Another important parameter is NSIM, and the default value is 4. For the one node job, the optimal values that we have found are NPAR=2 and NSIM=8, and the job takes 287.0 seconds. For the two-node job, the optimal values are NPAR=12 and NSIM=32, and the job takes 162.6 seconds.

We summarize the obtained results in the Table 1:

Table 1. Job performance under different conditions.

Performance image

This table shows that setting NPAR and NSIM to the optimal value can result in ~40% improvement of efficiency, and NPAR is more important than NSIM. Therefore, we encourage VASP users at least perform one study to identify the optimal NPAR value.

4. OpenMP

VASP version 6.1.1 on Eagle has OpenMP support. It can be run using the following command:

setenv OMP_NUM_THREADS 2
srun -n 18 -c 2 vasp_std

This will run on one Eagle 36-core node with with 18 MPI ranks and each rank with 2 OpenMP threads. However, We didn't observe any improvement for this benchmark. In addition, we didn't observe any improvement with CPU pinning. Users may explore if OpenMP and cpu pinning could bring benefit for their own jobs.

5. How to run multiple VASP jobs on one node

Some users with high-throughput jobs may want to run multiple VASP jobs simultaneously on the same node in order to improve calculation efficiency. In the directory "multi", we run two identical jobs on one Eagle node. The optimal values NPAR=2 and NSIM=16 are used for those runs. In the "nopin" subdirectory, we use the following commands to run two jobs simultaneously, which takes 632.6 seconds:

cd run1
srun -n 18 vasp_std &
cd ../run2
srun -n 18 vasp_std &
wait

In the "pin" subdirectory, we pin the first job to processor cores 0-17 and the second to cores 18-35 using the following commands:

cd run1
srun -n 18 --cpu_bind=map_cpu:0,1,2,3,4,5,6,7,8,9,10,11,12,13,14,15,16,17 vasp_std &
cd ../run2
srun -n 18 --cpu_bind=map_cpu:18,19,20,21,22,23,24,25,26,27,28,29,30,31,32,33,34,35 vasp_std &
wait

This run uses 519.0 seconds. Since we run two jobs simultaneously, the average speed per job is 519/2=259.5 seconds. The best performer for running one job per node is 287.0 seconds, which is ~10% slower than running two jobs per node.

6. Use VASP 5.4.4

VASP 5.4.4 is ~30% faster than VASP 6.1.1, but it doesn't support OpenMP. We run this benchmark using the same conditions as in Table 1 but using the following modules and report the results in Table 2.

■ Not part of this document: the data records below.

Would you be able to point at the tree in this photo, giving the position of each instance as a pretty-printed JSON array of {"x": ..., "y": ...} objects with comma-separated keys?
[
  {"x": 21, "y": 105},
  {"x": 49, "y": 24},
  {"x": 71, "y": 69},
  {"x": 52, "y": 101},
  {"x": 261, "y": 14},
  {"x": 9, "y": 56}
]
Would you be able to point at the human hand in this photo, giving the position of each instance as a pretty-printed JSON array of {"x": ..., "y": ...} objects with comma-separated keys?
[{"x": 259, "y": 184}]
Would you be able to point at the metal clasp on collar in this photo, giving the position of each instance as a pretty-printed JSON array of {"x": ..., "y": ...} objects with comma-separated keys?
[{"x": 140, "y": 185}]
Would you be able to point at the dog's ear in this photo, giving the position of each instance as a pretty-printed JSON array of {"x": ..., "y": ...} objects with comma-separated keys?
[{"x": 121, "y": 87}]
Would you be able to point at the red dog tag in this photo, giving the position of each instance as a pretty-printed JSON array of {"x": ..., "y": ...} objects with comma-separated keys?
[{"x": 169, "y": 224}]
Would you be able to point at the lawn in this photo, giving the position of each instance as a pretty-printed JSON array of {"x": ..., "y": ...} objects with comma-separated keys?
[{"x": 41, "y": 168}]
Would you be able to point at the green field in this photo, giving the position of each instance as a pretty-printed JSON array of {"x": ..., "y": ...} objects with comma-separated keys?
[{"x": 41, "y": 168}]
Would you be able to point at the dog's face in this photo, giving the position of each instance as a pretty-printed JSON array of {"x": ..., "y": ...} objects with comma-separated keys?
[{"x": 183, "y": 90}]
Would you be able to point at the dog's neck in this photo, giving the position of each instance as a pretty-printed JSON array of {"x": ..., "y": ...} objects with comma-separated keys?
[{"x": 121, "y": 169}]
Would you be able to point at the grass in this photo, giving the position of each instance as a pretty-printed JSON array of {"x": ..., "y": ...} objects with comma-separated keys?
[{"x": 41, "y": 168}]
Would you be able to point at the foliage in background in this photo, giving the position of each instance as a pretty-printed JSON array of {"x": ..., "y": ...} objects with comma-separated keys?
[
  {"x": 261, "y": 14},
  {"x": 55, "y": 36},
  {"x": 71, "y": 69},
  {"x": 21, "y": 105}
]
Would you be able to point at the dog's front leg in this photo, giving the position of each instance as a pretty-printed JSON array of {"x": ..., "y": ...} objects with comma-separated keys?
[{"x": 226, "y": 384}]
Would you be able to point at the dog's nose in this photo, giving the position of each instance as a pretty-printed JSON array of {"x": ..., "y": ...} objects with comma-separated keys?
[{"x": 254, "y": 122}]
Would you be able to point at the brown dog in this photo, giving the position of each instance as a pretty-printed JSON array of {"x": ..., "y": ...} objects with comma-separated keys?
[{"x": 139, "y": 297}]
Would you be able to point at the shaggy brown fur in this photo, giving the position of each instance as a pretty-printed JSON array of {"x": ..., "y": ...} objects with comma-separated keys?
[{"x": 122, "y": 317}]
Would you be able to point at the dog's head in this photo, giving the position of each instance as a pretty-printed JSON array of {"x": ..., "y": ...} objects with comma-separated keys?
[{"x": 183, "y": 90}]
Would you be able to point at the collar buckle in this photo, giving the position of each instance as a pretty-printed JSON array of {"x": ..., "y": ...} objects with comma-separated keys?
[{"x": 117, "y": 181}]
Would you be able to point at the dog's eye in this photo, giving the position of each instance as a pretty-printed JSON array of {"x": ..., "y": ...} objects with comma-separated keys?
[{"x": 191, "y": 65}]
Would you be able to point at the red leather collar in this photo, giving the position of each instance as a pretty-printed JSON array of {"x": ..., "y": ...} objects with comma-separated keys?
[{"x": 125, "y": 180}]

module load vasp/5.4.4 intel-mpi/2020.1.217 mkl/2020.1.217

Table 2. Job performance for VASP 5.4.4.

Performance image

In general, VASP 5.4.4 is ~30% faster than VASP 6.1.1. It's interesting to see that optimizing NPAR/NSIM results in larger improvement in VASP 5.4.4 than 6.1.1 (40% vs 50%), and there is no need to optimize NSIM for this benchmark using VASP 5.4.4 as the default value of NSIM=4 is already the optimal value for NSIM.